I have a dataframe using the code
df = sc.parallelize([
(123, 2345,25,""), (123, 2345,29,"NY"), (123,5422,67,"NY"),(123,9422,67,"NY"),(123,3581,98,"NY"),(231, 4322,77,""),(231,4322,99,"Paris"),(231,8342,45,"Paris")
]).toDF(["userid", "transactiontime","zip","location"])

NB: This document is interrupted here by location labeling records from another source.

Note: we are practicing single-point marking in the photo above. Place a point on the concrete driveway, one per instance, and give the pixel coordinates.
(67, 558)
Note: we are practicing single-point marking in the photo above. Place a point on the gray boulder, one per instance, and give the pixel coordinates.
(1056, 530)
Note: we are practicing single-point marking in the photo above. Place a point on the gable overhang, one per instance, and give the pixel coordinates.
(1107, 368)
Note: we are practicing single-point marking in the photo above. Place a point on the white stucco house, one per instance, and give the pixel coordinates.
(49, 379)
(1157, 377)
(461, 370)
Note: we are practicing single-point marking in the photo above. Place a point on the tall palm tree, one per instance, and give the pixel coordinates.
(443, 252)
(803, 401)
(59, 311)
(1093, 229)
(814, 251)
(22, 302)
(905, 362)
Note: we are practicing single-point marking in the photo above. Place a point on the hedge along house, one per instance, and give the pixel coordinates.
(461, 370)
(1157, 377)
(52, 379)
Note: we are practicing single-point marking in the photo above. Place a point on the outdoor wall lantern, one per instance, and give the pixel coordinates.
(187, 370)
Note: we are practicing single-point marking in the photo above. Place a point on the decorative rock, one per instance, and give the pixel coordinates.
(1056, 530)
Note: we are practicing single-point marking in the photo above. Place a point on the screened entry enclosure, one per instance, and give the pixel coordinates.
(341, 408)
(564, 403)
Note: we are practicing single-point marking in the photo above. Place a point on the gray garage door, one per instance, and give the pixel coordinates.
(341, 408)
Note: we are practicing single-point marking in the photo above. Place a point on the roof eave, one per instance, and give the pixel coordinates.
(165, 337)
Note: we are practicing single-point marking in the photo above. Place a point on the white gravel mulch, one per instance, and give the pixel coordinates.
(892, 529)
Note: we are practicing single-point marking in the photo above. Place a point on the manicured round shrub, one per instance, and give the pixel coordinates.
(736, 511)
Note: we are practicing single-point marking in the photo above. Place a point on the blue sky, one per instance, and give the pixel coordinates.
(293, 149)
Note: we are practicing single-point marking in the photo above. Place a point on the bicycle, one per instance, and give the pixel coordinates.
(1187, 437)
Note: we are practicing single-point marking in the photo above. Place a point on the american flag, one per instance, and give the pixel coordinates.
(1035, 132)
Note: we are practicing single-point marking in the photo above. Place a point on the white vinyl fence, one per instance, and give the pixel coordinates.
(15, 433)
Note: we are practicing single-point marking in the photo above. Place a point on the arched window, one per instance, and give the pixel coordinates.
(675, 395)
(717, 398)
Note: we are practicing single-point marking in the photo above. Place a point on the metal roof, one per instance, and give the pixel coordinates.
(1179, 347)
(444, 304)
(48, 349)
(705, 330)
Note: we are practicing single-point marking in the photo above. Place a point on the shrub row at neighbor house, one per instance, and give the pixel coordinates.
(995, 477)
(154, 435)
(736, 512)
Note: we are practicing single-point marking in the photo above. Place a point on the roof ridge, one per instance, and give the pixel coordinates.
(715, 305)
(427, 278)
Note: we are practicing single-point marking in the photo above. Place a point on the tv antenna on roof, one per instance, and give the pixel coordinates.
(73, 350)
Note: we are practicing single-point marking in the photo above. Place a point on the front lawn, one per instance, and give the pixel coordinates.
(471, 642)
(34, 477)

------ --------------- --- --------
|userid|transactiontime|zip|location|
------ --------------- --- --------
| 123| 2345| 25| |
| 123| 2345| 29| NY|
| 123| 5422| 67| NY|
| 123| 9422| 67| NY|
| 123| 3581| 98| NY|
| 231| 4322| 77| |
| 231| 4322| 99| Paris|
| 231| 8342| 45| Paris|
------ --------------- --- --------
I want the output to be like this
------ --------------- --- --------
|userid|transactiontime|zip|location|
------ --------------- --- --------
| 123| 2345| 25| NY|
| 123| 2345| 29| NY|
| 123| 5422| 67| NY|
| 123| 9422| 67| NY|
| 123| 3581| 98| NY|
| 231| 4322| 77| Paris|
| 231| 4322| 99| Paris|
| 231| 8342| 45| Paris|
------ --------------- --- --------
I want to join on userid and transactiontime and fill the city column with the non-null values.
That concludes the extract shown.